Donation, legs graduels et pacte successoral

Cette disposition vous permet de prévoir que la transmission de vos biens se fasse en deux temps. Par ce biais, vous donnez ou léguez un ou plusieurs biens en pleine-propriété à votre conjoint tout en lui imposant de les conserver pour qu’il les transmette, à son décès, à vos enfants nés d’une première union. Ce legs ou cette donation devront être faits dans les limites de la quotité disponible.
Votre conjoint pourra donc en profiter (tout en assurant la bonne gestion), mais il ne pourra ni les vendre, ni les donner ou les léguer à ses propres enfants. Fiscalement, vos enfants seront censés hériter de vous et à ce titre, bénéficieront de l’abattement applicable entre parents et enfants soit 100 000 €. Pour être valable, cet acte doit être établi devant notaire et être accepté par le premier bénéficiaire et le second.
 
- Le pacte successoral
La loi permet à un héritier réservataire de renoncer à tout ou partie de son héritage, tout en conservant sa qualité d’héritier. Il pourra donc décider qu’une partie de ses biens ira à l’un de ses frères ou sœurs issus d’une précédente union, qui en aura plus besoin que lui. Le pacte successoral est un acte authentique signé devant deux notaires. Il est irrévocable, sauf cas exceptionnel (par exemple, si la situation financière du renonçant a changé depuis la signature du pacte et qu’il se trouve dans le besoin).
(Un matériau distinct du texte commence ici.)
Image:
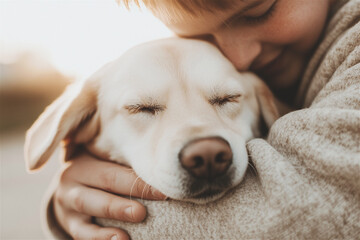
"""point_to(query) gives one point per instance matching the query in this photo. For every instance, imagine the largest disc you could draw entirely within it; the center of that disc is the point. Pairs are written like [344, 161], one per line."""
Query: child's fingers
[97, 203]
[82, 228]
[110, 177]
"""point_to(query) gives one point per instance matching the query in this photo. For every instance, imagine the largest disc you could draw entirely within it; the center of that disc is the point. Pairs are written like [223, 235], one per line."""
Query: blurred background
[45, 45]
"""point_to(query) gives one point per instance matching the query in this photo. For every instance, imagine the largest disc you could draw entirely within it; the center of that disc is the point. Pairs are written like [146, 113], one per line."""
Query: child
[307, 169]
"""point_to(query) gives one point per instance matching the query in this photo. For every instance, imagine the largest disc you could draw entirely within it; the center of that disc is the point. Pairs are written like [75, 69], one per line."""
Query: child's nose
[240, 48]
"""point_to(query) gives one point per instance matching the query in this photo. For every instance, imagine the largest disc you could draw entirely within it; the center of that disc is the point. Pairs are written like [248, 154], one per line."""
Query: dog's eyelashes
[222, 100]
[143, 108]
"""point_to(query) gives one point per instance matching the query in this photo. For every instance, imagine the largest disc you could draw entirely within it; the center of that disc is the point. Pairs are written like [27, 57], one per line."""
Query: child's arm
[86, 188]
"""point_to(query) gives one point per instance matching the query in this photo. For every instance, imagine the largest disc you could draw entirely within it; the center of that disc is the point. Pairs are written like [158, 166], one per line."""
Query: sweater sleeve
[309, 167]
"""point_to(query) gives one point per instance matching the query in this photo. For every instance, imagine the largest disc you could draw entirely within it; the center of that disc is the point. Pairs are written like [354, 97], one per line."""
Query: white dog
[175, 110]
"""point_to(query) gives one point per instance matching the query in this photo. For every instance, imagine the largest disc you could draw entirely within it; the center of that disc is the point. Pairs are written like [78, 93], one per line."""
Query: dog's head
[174, 110]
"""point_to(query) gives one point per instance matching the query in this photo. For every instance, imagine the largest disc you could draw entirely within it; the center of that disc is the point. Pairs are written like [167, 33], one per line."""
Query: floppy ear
[267, 103]
[72, 108]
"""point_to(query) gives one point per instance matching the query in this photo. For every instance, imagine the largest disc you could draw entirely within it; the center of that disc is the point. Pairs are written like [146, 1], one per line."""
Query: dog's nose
[206, 157]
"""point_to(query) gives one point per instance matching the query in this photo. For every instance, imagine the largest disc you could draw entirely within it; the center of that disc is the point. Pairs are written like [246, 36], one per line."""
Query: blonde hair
[179, 9]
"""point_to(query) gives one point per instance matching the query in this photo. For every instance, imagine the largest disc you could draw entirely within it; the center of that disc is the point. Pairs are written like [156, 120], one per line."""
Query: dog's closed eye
[145, 108]
[222, 100]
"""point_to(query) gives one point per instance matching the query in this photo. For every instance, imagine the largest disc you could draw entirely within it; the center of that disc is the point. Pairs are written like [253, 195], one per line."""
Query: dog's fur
[141, 109]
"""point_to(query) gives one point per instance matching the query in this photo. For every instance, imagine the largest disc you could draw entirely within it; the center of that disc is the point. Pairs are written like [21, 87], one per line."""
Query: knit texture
[307, 179]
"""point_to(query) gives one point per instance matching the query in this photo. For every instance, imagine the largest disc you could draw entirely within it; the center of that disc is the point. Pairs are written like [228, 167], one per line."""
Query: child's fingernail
[115, 237]
[157, 194]
[128, 213]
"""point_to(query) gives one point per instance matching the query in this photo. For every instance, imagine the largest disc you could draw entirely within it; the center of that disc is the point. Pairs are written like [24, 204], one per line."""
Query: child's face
[273, 38]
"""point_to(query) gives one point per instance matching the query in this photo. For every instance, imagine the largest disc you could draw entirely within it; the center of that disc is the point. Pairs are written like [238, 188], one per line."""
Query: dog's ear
[71, 109]
[267, 104]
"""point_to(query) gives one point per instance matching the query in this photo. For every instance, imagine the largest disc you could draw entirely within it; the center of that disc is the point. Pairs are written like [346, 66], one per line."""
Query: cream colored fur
[142, 108]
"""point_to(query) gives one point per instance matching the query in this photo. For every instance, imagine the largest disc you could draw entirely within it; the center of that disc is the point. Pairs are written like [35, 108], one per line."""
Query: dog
[175, 110]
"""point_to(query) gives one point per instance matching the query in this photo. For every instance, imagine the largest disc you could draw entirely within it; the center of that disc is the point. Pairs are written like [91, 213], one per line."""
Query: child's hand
[87, 188]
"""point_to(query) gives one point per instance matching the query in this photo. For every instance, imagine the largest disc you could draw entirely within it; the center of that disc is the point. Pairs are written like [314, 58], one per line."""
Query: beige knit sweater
[307, 183]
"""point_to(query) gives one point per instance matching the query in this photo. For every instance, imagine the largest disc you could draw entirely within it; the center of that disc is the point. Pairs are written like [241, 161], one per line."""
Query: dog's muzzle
[207, 161]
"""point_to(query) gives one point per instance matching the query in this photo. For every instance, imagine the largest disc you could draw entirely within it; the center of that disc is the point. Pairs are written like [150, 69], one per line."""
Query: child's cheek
[297, 23]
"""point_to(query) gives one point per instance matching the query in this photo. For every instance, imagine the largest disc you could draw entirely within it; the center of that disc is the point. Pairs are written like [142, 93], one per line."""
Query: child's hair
[175, 9]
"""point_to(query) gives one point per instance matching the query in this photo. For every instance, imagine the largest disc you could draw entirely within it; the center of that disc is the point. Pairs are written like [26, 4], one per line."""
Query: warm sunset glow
[77, 36]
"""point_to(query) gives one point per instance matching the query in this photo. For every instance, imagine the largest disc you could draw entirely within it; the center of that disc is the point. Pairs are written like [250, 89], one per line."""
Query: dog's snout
[206, 157]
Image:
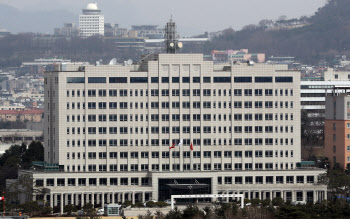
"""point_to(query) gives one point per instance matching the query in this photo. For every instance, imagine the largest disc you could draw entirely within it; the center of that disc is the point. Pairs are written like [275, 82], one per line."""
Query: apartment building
[110, 130]
[91, 22]
[337, 127]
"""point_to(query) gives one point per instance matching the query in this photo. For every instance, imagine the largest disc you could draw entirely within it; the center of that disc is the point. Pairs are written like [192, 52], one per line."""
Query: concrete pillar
[61, 203]
[76, 199]
[293, 196]
[87, 198]
[143, 197]
[66, 199]
[55, 199]
[108, 198]
[98, 198]
[102, 199]
[82, 200]
[51, 200]
[92, 199]
[314, 194]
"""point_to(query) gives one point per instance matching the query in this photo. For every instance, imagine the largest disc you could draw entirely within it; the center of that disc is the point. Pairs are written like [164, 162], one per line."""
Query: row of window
[176, 117]
[176, 92]
[111, 80]
[265, 180]
[146, 181]
[185, 105]
[93, 181]
[185, 130]
[176, 167]
[186, 154]
[186, 142]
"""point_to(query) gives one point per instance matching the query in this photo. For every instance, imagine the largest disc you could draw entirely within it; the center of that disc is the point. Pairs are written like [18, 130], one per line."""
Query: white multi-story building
[91, 22]
[109, 130]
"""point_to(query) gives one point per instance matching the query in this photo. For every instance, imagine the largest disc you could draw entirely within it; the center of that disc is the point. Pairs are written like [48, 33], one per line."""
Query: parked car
[168, 201]
[100, 211]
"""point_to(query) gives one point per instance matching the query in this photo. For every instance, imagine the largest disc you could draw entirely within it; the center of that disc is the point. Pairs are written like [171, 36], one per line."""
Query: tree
[278, 201]
[255, 202]
[192, 212]
[174, 214]
[35, 152]
[69, 209]
[150, 204]
[30, 207]
[161, 204]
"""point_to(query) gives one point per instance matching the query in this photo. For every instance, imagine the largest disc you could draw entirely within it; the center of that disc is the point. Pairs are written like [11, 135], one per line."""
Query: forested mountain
[309, 39]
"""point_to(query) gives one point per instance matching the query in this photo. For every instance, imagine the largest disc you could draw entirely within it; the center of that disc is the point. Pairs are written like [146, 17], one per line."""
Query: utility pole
[3, 203]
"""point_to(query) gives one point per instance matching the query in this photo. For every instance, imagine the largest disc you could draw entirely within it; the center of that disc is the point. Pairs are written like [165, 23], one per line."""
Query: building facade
[337, 127]
[110, 128]
[91, 22]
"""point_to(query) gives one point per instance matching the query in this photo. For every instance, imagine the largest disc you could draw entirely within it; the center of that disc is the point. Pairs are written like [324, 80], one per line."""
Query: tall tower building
[173, 124]
[91, 22]
[337, 126]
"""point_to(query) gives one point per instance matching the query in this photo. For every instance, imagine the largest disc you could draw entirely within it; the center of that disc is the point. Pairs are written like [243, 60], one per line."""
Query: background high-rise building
[91, 22]
[337, 126]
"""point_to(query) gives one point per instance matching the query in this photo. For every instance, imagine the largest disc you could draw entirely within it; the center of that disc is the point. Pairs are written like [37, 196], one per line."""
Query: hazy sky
[191, 16]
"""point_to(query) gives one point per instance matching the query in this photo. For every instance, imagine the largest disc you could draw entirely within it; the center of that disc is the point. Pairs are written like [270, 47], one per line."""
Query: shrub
[139, 205]
[161, 204]
[150, 204]
[266, 202]
[255, 202]
[278, 201]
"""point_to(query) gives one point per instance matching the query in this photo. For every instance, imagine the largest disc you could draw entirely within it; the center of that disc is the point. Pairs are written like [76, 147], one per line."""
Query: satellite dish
[113, 61]
[129, 62]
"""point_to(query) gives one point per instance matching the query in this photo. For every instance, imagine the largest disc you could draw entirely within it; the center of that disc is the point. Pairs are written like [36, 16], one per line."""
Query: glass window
[222, 79]
[154, 80]
[138, 80]
[263, 79]
[75, 80]
[243, 79]
[206, 79]
[93, 80]
[284, 79]
[118, 80]
[175, 79]
[165, 79]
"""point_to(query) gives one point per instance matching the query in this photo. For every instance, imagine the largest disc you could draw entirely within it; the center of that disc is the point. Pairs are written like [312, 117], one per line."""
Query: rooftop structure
[91, 22]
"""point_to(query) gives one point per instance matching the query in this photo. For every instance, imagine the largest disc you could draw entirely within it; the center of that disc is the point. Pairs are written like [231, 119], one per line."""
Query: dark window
[222, 79]
[185, 79]
[196, 80]
[263, 79]
[138, 80]
[243, 79]
[284, 79]
[165, 79]
[118, 80]
[206, 79]
[75, 80]
[154, 80]
[93, 80]
[175, 79]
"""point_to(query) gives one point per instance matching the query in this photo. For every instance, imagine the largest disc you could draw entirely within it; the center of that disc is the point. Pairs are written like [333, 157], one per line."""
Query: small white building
[91, 22]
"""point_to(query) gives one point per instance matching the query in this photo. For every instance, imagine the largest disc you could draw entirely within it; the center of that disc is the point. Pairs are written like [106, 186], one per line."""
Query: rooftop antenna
[172, 43]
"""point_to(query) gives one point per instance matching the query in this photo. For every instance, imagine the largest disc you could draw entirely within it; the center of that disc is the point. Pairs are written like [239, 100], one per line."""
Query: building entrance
[184, 186]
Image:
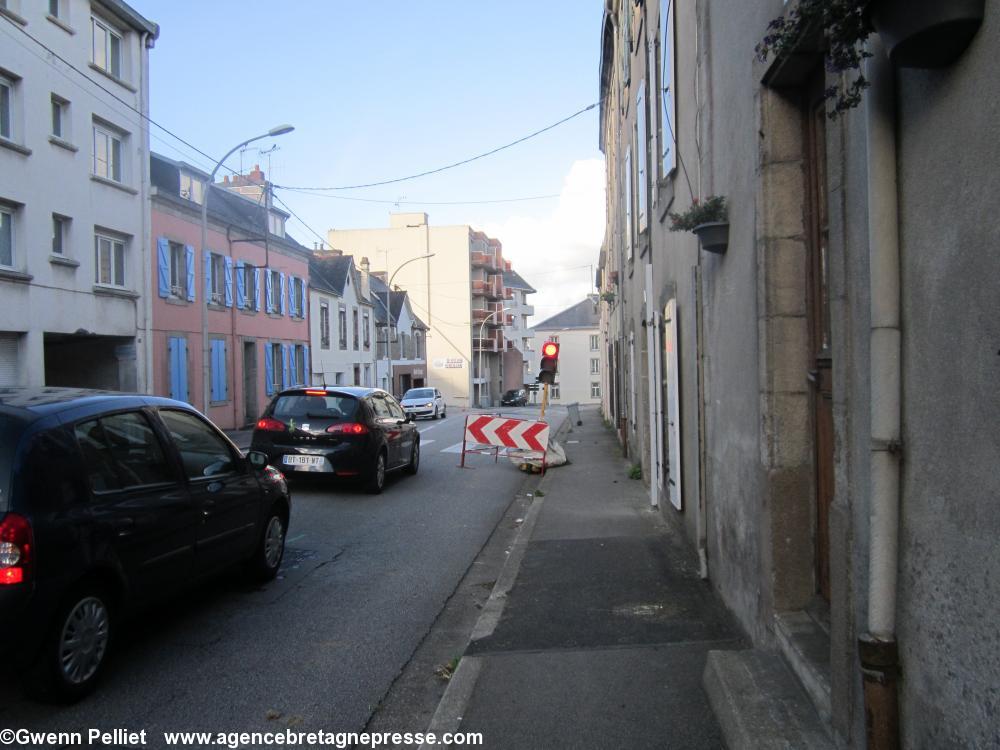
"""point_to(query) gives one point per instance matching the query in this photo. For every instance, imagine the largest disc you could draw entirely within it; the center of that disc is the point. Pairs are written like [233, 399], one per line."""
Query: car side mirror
[257, 459]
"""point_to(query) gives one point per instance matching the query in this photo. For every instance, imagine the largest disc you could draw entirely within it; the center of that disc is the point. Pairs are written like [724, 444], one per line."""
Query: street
[362, 581]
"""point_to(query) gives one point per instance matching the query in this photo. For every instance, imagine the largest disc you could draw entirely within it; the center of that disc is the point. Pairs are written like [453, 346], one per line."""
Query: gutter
[877, 647]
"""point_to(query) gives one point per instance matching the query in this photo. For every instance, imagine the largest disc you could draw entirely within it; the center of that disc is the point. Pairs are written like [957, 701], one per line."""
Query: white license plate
[302, 460]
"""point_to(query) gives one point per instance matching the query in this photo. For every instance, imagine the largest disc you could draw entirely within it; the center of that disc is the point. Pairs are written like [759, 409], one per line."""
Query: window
[121, 451]
[668, 84]
[6, 108]
[640, 155]
[217, 370]
[60, 225]
[107, 153]
[204, 452]
[250, 292]
[273, 291]
[627, 191]
[218, 279]
[60, 123]
[300, 364]
[107, 48]
[109, 261]
[324, 325]
[6, 236]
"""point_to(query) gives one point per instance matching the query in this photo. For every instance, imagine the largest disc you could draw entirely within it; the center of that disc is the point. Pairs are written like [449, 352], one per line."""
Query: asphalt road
[362, 582]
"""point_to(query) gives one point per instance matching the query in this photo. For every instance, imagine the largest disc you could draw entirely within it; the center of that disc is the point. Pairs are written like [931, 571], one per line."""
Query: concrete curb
[448, 716]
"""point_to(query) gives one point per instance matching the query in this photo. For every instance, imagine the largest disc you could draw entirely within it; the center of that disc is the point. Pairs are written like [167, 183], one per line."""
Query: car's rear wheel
[76, 649]
[376, 480]
[270, 550]
[411, 468]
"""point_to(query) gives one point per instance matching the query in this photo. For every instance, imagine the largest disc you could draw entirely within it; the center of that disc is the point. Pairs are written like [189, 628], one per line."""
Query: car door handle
[123, 526]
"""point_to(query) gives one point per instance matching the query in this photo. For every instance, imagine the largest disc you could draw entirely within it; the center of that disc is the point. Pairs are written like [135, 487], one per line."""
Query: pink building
[254, 279]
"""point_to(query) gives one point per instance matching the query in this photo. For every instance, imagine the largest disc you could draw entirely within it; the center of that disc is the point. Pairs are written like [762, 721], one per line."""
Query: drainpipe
[877, 648]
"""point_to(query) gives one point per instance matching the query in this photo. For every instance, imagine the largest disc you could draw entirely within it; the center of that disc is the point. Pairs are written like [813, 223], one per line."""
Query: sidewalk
[597, 632]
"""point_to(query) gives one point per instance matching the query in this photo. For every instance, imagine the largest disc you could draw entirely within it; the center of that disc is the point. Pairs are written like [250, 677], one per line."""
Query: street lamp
[481, 330]
[206, 365]
[388, 317]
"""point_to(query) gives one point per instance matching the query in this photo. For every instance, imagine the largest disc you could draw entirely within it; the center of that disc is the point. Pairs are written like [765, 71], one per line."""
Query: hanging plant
[845, 26]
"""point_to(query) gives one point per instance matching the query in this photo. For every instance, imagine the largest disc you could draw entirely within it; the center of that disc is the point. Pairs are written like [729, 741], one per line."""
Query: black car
[107, 502]
[339, 431]
[514, 398]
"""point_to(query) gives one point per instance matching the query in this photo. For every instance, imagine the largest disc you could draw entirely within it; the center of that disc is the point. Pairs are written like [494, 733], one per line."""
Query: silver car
[424, 402]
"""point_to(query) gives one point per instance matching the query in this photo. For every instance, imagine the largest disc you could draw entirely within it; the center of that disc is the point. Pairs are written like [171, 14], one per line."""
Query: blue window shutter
[268, 370]
[208, 276]
[189, 252]
[182, 369]
[172, 360]
[241, 290]
[163, 266]
[229, 280]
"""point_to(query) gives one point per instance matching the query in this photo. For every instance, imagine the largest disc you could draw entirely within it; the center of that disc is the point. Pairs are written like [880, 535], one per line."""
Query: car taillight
[347, 428]
[16, 550]
[269, 424]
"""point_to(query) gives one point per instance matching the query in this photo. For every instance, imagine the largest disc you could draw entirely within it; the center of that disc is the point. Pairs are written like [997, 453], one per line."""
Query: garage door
[8, 359]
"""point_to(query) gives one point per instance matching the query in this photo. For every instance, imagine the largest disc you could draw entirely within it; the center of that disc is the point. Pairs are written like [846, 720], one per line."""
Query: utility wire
[448, 166]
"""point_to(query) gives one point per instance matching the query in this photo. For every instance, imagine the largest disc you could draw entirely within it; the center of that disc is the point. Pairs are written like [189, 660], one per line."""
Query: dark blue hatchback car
[108, 501]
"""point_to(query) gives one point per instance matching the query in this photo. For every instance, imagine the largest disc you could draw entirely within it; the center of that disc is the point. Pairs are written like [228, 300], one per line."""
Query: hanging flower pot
[926, 33]
[713, 236]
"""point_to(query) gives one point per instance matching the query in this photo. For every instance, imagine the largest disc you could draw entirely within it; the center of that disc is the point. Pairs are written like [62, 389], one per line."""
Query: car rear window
[334, 406]
[420, 393]
[10, 434]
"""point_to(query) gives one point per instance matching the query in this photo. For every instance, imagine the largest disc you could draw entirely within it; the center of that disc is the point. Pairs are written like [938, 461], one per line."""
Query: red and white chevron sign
[507, 433]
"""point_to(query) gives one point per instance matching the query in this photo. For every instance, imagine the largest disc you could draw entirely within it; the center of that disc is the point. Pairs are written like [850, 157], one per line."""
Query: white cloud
[554, 253]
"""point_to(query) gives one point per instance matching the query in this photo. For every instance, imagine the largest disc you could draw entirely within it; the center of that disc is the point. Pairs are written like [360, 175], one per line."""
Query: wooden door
[820, 364]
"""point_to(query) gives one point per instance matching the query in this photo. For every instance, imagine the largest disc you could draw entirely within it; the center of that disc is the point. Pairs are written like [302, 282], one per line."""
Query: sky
[382, 90]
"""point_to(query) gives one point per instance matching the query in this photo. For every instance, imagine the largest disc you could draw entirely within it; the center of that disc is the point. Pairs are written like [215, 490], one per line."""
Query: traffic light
[550, 363]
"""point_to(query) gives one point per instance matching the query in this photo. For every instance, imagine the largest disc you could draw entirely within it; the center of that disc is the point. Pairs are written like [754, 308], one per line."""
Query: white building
[75, 283]
[341, 322]
[458, 292]
[581, 357]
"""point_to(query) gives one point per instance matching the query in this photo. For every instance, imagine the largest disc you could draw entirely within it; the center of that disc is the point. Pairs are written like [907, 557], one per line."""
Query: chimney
[365, 269]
Avez-vous pensé à l'adoption ?

L’adoption simple (ou plénière dans certains cas) permet à l’enfant de bénéficier des mêmes droits successoraux que les enfants biologiques. En adoptant l’enfant de votre conjoint, vous lui transmettrez une partie de votre patrimoine avec les mêmes avantages fiscaux que ceux accordés à vos enfants biologiques (notamment ne pas s’acquitter de droits de succession à hauteur de 60 %). L’adoption simple ne permet pas à l’enfant concerné d’hériter de ses grands-parents adoptifs. En revanche, il reste héritier de ses parents biologiques.

Lexique

  • Quotité disponible : partie de votre patrimoine dont vous pouvez disposer à votre guise, au profit de qui bon vous semble : vos héritiers réservataires (qui verront ainsi leur part augmenter), mais aussi des personnes ne faisant pas partie de votre famille.
  • Réserve héréditaire : partie de votre patrimoine dont héritent obligatoirement certains de vos héritiers appelés “héritiers réservataires”. Il est interdit de disposer, par donation ou testament, de cette partie de vos biens. Elle leur est réservée.
  • Usufruit : droit d’utiliser et de percevoir les revenus d’un bien appartenant à une autre personne (le nu-propriétaire).